5.3 Een beoordeling van het betoog van appellante, inhoudende dat de regelgever onrechtmatig heeft gehandeld door niet te voorzien in volledige vergoeding van de schade die varkenshouders als appellante hebben geleden door de uitvaardiging van de Regeling fokverbod varkens (I en II) 1997, zodat verweerder niet kan volstaan met het toekennen van het subsidiebedrag dat voortvloeit uit de Regeling, valt buiten het bestek van de onderhavige procedure. De omvang van deze procedure wordt begrensd door de reikwijdte van de aanvragen die appellante bij verweerder heeft ingediend. Niet is gebleken dat appellante meer of anders heeft aangevraagd dan subsidie op grond van de Regeling. Het College merkt in dit verband nog op dat de hoogte van de op grond van de Regeling beschikbare subsidie is bepaald bij de Verordening, ter uitvoering waarvan de Regeling strekt, zodat ook de Verordening er aan in de weg staat om bij een beschikking als bedoeld in artikel 9 van de Regeling een hoger bedrag toe te kennen dan het subsidiebedrag waarin de Regeling voorziet.

Ook overigens valt naar het oordeel van het College geen voor bezwaar en beroep vatbaar besluit in de zin van de Algemene wet bestuursrecht (hierna: Awb) aan te wijzen dat appellante de mogelijkheid biedt dan wel bood haar vordering tot volledige schadeloosstelling aan de bestuursrechter voor te leggen. Op de voet van artikel 8:71 Awb overweegt het College derhalve dat appellante haar vordering uitsluitend bij de burgerlijke rechter kan instellen.

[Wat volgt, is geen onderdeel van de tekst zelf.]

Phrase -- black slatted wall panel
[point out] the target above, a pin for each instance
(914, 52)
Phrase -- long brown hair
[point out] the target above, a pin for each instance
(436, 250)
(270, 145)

5.4 Het vorenstaande leidt tot de slotsom dat het beroep ongegrond dient te worden verklaard.

Het College acht geen termen aanwezig voor een proceskostenveroordeling met toepassing van artikel 8:75 Awb.

6. De beslissing

Het College verklaart het beroep ongegrond.

Aldus gewezen door mr J.A. Hagen, mr B. Verwayen en mr M.J. Kuiper, in tegenwoordigheid van mr drs B. van Velzen, als griffier, en uitgesproken in het openbaar op 19 februari 2002.